I am back, as it has been a long time since I last updated my site, but I am back with more live lessons that I have learned and I am ready to share them with the world. So, lets get right into my new topic, Being ashamed. I have found myself being ashamed of numerous amount of things in my life, and I also learned that because of this shame I am holding myself back from achieving so many things. It might have something to with fear. I think that if people found out about some of my issues that they might not want to associate with me anymore. I am also think that I am not worthy of the blessings that God has for me because of these issues. However, as I study the word of God, I am beginning to understand where this fear (the shame) comes from, and why I must just let it go.
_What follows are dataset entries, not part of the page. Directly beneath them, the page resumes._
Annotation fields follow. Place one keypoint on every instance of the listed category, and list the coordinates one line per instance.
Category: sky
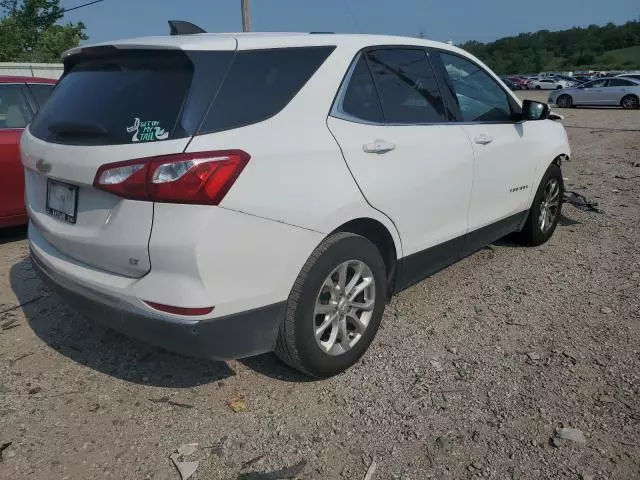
(443, 20)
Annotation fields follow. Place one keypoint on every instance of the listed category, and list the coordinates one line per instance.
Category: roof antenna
(180, 27)
(355, 20)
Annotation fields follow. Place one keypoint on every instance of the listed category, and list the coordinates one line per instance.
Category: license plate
(62, 201)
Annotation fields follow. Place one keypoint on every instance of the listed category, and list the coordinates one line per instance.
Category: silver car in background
(615, 91)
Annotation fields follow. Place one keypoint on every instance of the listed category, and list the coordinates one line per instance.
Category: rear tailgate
(112, 105)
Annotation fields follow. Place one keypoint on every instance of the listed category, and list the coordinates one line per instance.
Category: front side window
(14, 112)
(479, 96)
(407, 86)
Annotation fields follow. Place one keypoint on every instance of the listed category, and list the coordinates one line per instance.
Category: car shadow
(270, 366)
(12, 234)
(510, 241)
(101, 348)
(565, 221)
(107, 351)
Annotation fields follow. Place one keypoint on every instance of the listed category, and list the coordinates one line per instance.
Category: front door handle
(483, 139)
(378, 146)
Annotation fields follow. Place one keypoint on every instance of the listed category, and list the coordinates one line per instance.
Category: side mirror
(535, 110)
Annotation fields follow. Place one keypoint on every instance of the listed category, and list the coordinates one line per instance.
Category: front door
(504, 149)
(409, 161)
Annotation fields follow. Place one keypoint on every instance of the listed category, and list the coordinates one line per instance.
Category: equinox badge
(43, 166)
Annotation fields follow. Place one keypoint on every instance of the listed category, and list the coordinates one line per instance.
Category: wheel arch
(628, 95)
(378, 234)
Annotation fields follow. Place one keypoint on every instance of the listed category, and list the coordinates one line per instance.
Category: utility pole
(246, 16)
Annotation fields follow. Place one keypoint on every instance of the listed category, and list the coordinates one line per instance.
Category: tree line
(29, 31)
(574, 49)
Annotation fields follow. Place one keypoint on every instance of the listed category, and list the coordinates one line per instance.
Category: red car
(20, 99)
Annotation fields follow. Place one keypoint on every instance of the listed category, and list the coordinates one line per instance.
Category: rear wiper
(78, 129)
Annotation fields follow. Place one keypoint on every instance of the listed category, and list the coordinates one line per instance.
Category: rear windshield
(128, 96)
(260, 83)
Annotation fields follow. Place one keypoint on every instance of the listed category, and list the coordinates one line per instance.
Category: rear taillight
(180, 310)
(201, 178)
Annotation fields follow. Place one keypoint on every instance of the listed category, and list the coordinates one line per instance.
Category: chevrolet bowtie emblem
(43, 166)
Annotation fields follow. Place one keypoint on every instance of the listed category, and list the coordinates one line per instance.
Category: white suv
(225, 195)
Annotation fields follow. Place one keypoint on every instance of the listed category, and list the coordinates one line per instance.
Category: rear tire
(564, 101)
(320, 298)
(630, 102)
(546, 209)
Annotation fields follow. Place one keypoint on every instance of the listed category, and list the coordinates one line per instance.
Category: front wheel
(545, 211)
(335, 306)
(630, 102)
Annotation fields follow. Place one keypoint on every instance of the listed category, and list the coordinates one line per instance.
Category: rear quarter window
(41, 92)
(260, 83)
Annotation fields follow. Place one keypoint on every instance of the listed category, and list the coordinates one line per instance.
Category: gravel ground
(469, 376)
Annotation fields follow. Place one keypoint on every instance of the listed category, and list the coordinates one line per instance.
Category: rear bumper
(233, 336)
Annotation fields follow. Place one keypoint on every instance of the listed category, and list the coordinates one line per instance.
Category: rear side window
(407, 86)
(479, 96)
(14, 112)
(260, 83)
(41, 91)
(127, 96)
(360, 99)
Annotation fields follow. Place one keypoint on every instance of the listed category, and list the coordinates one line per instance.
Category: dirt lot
(469, 376)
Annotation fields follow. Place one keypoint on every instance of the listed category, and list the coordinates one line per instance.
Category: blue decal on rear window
(147, 131)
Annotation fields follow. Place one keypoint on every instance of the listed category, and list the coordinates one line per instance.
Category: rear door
(112, 106)
(617, 89)
(15, 113)
(506, 150)
(409, 161)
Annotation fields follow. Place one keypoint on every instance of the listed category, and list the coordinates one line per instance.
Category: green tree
(29, 31)
(594, 46)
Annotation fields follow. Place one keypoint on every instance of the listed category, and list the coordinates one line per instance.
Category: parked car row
(622, 91)
(556, 81)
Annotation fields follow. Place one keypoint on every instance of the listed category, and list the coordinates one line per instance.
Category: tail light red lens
(180, 310)
(200, 178)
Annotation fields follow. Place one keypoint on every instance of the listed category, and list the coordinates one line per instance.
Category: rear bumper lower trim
(234, 336)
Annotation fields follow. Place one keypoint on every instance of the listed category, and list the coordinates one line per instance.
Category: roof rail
(180, 27)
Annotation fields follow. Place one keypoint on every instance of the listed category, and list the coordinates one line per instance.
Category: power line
(355, 20)
(65, 10)
(81, 6)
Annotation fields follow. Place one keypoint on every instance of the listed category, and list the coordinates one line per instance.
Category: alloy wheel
(630, 103)
(344, 307)
(550, 205)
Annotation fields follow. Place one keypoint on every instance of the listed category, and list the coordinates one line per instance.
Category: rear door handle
(378, 146)
(483, 139)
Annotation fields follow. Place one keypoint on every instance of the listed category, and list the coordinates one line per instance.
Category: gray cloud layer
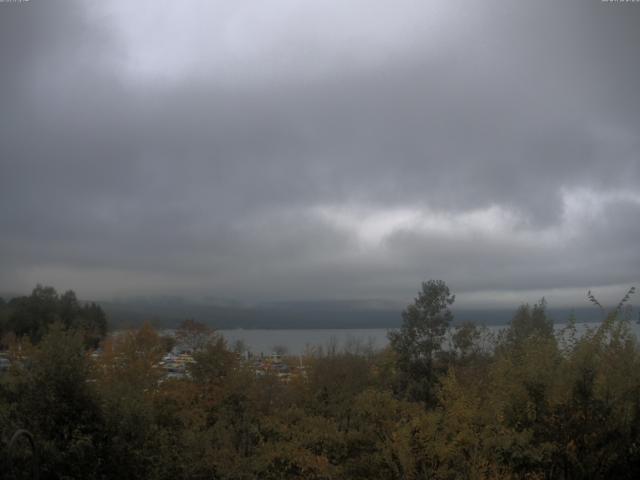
(296, 150)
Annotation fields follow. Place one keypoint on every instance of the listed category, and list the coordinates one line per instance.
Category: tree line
(440, 402)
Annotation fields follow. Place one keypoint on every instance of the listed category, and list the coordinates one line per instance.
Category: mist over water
(298, 342)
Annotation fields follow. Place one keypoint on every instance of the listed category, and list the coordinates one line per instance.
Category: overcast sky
(320, 150)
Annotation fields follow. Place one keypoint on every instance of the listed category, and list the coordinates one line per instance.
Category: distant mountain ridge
(301, 314)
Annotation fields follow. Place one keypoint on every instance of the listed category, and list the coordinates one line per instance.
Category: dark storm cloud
(346, 152)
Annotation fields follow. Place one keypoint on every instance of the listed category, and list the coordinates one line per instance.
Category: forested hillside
(529, 403)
I am engaged to be married, and if any of you have ever planned a wedding, or anything resembling a wedding, then you know just how stressful it can be and how expensive it can be. So, it has been extremely challenging for me and my hubby-to-be to make ends meet; but even before we got engaged we struggled financially. God's word says that I am rich, and that I am the head and not the tail; but in the natural I am in debt and I can barley paid for gas and food. Because I can barley paid for some of the basics I am ashamed and then I don't feel worthy of the blessings that God has promised me. I have never shared this with anyone; because I have wrote it out plainly, I can see how I am allowing the devil to stop me from moving forward. Also, the above statement is freeing because I can now began to forgive myself, as God has already forgiven because I have already asked forgiveness in Jesus name. But I have not been able to forgive myself and that is why the devil keeps on bringing it up and shame keeps coming into my life. That shame has stopped me from doing what the Lord has called me to do. God's word says that I am the head and not the tail, I am above only and not beneath, I am rich because Jesus became poor. The Lord also promised that He is able to provide for me, which will enable me to support myself (2 Corinthians 9:8); stated in my own wording but I advise everyone to read it. The shame that the enemy is putting on me is causing my faith to shrink, and that is what the devil wants. Without faith, I can not do anything and the Lord can't bless me and then I will be stuck in my situation. However, this is not the purpose that God has for me, and because I am studying the word of God, my spirit keeps reminding me of that, but my spirit is also telling me to let it go, forgive myself, and learn from my mistakes and grow stronger, and continue to move forward. I have to stop looking back to over analyzing my past mistakes; which continues to cause me to feel sad and shame.
So, I am telling you all this because we all go through stuff like this and even the strongest person we know has a weak moment. But we all must study to show ourselves improved, because that it the only way that the word is going to get into our hearts to grow fruit. The promises of God are real and true, and He desires us all to live the life that He has called us to live. We can't continue to allow shame to come into our lives and cause us to stop moving forward. Let's learn together how to let it go, to forgive our self. Because we all fall down sometimes, but we can get back up In Jesus Name. Please remember that you are not the only person who has problems, we all have issues, but the different between the winners and the losers is that the losers quit and the winners keep moving in spite of failures (they learn from their failures).
So, in closing I pray that we all receive Gods forgiveness and that we all truly forgive ourselves for past failures, learn from them, and continue to move forward. In Jesus, we will no longer be ashamed of those past failures or short comings, but we will allow them to teach us. No more shame, in Jesus Name, Amen.